‘’’An open proposal. This is still relevant. 20080904’’’
New C code generation?¶
Issues¶
- There are several issues with the current way C code is generated:
Ops cannot declare their own persistent variables.
Reliance on weave, but most of weave’s features go unused.
There could easily be conflicts between support code from different Ops/Results. * It is currently impossible to specialize support code based on the self.

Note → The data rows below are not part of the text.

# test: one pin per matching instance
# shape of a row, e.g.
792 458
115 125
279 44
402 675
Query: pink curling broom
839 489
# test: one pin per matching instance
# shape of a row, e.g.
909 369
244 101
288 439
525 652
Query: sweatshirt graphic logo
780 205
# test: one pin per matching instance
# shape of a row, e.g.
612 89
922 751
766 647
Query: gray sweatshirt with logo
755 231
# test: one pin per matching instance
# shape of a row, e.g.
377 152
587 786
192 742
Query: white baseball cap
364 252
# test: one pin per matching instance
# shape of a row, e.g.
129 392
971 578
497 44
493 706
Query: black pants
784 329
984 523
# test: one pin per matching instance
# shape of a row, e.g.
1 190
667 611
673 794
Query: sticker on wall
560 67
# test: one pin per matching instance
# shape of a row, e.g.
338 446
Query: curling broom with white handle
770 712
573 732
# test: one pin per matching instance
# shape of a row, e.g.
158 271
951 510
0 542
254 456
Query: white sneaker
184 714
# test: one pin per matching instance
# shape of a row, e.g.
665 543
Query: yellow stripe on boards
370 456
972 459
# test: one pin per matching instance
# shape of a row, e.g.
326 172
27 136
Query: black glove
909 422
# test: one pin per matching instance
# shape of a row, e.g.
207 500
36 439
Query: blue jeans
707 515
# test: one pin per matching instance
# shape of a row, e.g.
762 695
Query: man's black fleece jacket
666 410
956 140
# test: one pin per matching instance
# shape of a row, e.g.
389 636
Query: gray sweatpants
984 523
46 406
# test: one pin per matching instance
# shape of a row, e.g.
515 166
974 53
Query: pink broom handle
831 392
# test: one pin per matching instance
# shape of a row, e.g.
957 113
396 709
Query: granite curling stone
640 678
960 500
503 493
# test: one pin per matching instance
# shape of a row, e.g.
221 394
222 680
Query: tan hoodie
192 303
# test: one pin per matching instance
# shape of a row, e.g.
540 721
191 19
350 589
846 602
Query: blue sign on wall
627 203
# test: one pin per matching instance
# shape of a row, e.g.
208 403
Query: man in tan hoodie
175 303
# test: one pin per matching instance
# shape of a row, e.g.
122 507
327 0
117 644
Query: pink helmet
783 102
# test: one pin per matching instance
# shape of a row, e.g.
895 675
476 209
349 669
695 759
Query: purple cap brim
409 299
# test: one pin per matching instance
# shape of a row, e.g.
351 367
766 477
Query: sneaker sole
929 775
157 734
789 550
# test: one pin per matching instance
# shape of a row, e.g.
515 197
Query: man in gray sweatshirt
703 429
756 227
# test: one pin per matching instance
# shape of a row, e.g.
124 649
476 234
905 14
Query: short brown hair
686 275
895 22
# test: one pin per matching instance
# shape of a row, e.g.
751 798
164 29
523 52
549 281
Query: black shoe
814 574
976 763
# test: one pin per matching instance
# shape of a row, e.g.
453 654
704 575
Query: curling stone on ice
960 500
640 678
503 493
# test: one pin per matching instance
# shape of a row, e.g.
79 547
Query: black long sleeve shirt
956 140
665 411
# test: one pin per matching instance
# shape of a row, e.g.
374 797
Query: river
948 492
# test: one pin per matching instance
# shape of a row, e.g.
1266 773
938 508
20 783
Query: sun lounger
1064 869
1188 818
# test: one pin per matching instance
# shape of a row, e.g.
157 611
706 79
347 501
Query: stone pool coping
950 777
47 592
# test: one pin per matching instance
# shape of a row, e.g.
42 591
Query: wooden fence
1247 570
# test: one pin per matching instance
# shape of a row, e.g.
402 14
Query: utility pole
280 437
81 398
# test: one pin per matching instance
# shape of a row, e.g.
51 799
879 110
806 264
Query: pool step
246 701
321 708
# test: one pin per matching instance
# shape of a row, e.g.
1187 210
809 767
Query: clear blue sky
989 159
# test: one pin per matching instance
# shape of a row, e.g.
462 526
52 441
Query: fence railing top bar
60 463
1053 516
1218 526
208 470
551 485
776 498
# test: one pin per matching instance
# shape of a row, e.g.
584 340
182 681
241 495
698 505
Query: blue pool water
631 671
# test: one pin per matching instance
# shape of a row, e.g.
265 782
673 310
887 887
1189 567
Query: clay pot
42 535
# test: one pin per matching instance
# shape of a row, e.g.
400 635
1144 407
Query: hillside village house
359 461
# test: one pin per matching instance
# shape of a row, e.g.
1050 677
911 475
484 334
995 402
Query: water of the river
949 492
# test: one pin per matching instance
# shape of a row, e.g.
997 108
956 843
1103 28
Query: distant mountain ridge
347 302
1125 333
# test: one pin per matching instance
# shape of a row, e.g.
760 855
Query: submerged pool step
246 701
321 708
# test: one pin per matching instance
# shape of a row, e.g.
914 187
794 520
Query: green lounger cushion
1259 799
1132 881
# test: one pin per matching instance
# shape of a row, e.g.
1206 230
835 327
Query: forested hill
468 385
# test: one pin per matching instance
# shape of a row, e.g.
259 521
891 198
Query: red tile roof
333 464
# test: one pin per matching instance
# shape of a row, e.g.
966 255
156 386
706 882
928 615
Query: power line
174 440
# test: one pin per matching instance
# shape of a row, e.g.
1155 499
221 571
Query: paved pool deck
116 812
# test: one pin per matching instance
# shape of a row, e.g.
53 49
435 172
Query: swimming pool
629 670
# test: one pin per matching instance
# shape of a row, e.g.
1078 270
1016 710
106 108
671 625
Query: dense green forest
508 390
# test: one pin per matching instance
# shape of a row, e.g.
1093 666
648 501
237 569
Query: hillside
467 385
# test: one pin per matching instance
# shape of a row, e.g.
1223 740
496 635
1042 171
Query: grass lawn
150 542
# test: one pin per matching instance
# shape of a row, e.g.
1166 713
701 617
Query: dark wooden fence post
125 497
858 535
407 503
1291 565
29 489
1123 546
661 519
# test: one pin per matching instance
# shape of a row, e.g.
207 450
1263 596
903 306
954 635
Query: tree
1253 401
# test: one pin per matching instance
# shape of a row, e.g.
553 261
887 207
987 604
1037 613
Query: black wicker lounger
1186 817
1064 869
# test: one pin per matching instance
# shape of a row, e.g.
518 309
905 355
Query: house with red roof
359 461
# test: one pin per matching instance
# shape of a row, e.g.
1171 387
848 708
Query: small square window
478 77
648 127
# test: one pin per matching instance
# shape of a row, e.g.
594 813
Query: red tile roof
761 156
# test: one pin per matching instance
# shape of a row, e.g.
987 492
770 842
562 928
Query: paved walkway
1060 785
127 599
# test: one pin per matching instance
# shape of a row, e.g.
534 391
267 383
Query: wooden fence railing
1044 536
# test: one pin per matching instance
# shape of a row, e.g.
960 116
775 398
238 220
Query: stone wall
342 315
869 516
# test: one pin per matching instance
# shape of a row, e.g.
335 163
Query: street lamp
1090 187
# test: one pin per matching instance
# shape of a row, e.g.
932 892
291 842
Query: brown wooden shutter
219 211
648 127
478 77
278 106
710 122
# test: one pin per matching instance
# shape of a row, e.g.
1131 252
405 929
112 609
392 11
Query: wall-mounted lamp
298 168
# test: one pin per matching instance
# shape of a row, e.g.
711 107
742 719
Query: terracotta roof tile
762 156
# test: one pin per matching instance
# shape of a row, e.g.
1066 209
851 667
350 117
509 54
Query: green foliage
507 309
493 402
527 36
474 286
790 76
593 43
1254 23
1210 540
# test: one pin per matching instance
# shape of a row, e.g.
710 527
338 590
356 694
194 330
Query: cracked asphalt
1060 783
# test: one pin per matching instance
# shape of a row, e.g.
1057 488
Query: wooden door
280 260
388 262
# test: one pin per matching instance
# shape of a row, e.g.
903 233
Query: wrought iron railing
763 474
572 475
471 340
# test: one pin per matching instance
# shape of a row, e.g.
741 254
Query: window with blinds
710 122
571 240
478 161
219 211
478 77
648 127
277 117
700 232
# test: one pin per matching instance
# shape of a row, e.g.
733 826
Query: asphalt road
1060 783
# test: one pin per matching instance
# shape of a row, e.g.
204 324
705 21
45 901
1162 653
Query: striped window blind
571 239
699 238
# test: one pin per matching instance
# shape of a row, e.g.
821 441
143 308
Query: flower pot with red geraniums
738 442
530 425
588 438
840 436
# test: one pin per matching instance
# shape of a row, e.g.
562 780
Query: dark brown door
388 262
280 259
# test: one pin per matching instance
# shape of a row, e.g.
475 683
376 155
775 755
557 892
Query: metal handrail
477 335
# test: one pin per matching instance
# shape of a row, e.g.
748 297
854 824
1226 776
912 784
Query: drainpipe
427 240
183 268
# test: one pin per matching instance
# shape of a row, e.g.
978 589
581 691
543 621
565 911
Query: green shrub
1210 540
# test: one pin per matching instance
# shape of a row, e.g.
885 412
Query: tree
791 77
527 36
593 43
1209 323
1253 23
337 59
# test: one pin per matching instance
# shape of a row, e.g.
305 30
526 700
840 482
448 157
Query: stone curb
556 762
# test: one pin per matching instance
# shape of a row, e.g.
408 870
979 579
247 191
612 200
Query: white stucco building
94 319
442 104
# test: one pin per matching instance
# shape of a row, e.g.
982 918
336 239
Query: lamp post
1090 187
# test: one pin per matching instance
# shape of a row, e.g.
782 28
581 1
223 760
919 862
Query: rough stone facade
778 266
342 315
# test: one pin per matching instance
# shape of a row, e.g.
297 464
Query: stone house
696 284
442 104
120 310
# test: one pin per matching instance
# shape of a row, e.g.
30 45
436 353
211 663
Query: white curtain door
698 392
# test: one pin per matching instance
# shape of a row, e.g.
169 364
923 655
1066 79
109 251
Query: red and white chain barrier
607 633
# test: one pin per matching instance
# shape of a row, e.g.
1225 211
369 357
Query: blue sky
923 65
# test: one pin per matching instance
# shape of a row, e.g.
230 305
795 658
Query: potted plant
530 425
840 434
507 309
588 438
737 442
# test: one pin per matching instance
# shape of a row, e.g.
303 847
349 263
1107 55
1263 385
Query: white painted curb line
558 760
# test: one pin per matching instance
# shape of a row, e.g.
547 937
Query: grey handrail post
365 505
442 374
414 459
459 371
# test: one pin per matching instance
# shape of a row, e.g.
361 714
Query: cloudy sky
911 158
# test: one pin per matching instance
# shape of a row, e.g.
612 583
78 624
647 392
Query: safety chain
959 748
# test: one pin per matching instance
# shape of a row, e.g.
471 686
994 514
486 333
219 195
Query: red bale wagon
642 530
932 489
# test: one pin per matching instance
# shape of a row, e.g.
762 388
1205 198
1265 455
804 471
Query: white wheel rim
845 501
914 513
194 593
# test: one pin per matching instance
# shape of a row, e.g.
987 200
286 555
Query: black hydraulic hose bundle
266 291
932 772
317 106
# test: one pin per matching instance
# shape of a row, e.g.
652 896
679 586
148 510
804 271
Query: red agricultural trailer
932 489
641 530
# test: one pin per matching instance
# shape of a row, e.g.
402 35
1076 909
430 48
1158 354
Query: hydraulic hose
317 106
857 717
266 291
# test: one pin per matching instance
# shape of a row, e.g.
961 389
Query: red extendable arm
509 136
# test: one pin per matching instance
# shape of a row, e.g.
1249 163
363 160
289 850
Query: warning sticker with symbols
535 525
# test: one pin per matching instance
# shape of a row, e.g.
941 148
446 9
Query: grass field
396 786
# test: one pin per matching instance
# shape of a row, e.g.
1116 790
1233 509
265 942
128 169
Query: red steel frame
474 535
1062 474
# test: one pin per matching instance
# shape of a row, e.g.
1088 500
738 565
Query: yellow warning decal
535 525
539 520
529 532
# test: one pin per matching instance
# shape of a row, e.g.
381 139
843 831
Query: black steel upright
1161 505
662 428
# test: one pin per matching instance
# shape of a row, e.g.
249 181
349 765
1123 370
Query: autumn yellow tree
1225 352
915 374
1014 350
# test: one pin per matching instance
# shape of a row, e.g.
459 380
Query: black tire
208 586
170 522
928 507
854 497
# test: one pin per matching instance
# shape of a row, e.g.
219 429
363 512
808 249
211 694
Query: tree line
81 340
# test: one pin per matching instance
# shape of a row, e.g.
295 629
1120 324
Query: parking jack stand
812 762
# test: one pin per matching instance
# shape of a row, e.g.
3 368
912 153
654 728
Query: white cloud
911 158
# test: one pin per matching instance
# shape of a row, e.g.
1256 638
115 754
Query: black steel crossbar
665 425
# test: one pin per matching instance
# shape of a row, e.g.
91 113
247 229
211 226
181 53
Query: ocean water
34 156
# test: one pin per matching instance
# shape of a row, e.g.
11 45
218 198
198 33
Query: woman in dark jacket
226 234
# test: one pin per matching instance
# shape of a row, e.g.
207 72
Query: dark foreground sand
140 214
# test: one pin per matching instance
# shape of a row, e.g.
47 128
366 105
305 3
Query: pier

Caching of the generated code for graphs is greatly suboptimal.
Structure¶
Currently, the general structure of the generated C code is approximately as follows:
<imports>
<weave type converters>
<op/result support code>
struct my_computation {
<input/output storage>
<persistent fields>
init(<input/output storage>) { <initialize persistent fields> }
cleanup { <clean up persistent fields> }
run { <run the computation> }
};
<runner for the struct>
PyObject* instantiate(PyObject* args) {
<weave stuff>
<make up a CObject out of the runner and a my_computation instance>
<weave stuff>
}
<python exports for instantiate>
The module produced via that method then has to be used as such:
obj = module.instantiate(error_storage, input_storage, output_storage, orphan_storage)
cutils.run_cthunk(obj)
We would like to get rid of weave dependencies, avoid name conflicts with the support code and have a nicer user interface for the produced module. The proposed new structure is as follows:
<imports>
struct op1 {
<persistent variables>
<support code>
init() { <initialize persistent fields> }
cleanup { <clean up persistent fields> }
run(<inputs>) { <run the computation for op1> }
};
struct op2 { <same> };
...
struct opN { <ditto> };
struct driver {
op1 o1; op2 o2; ... opN oN;
<input storage>
<output storage>
init(<storage>) { <initialize ops, storage> }
cleanup() { <free storage?> }
run() {
<extract inputs>
o1.run(input1, input2);
o2.run(o1.output1);
...
oN.run(...);
<sync outputs>
}
}
PyObject* <name>(PyObject* inputs) {
<init driver, input/output storage>
<put inputs in input storage>
driver.run()
<free input storage>
<return output storage>
}
PyObject* <name>_driver(PyObject* storage) {
<init driver with storage>
<return driver>
}
<export <name> and <name>_driver>
- Gains:
support code can be put inside a struct and become private to the Op
we can export several functions that can be used directly, eg
z = module.add(1, 2)
* this won’t do filtering likeResult.filter
so the usefulness is limited by thatthe sequence of operations might be clearer to read
we can use more descriptive names in each Op struct representing its input names (if we can find them using the inspect module) without worrying about name conflicts
- Losses:
maybe gcc can’t optimize it as well? * make functions static and inline as much as possible
Caching¶
- The current way of caching is from a hash of the generated code. That is inefficient because code has to be generated each time, which might be a costly process. Furthermore, usage of hashing in sets make it difficult to ensure a consistent ordering of Ops in graphs where several orderings are valid, so the generated C code is potentially different each time. Here is a proposal for a better way to compute the hash:
Result_hash = Result version + Result desc
Op_hash = Op version + Op desc + input/output hashes
FunctionGraph_hash = FunctionGraph version + combination of the Op hashes and their traversal order wrt a consistent traversal method
The version could be set explicitly via a __version__
field or it could simply be equal to the file’s last modification date. We could also have a __nocache__
field indicating that code produced by the Op or Result cannot be cached.
It should also be easier to bypass the cache (eg an option to CLinker to regenerate the code).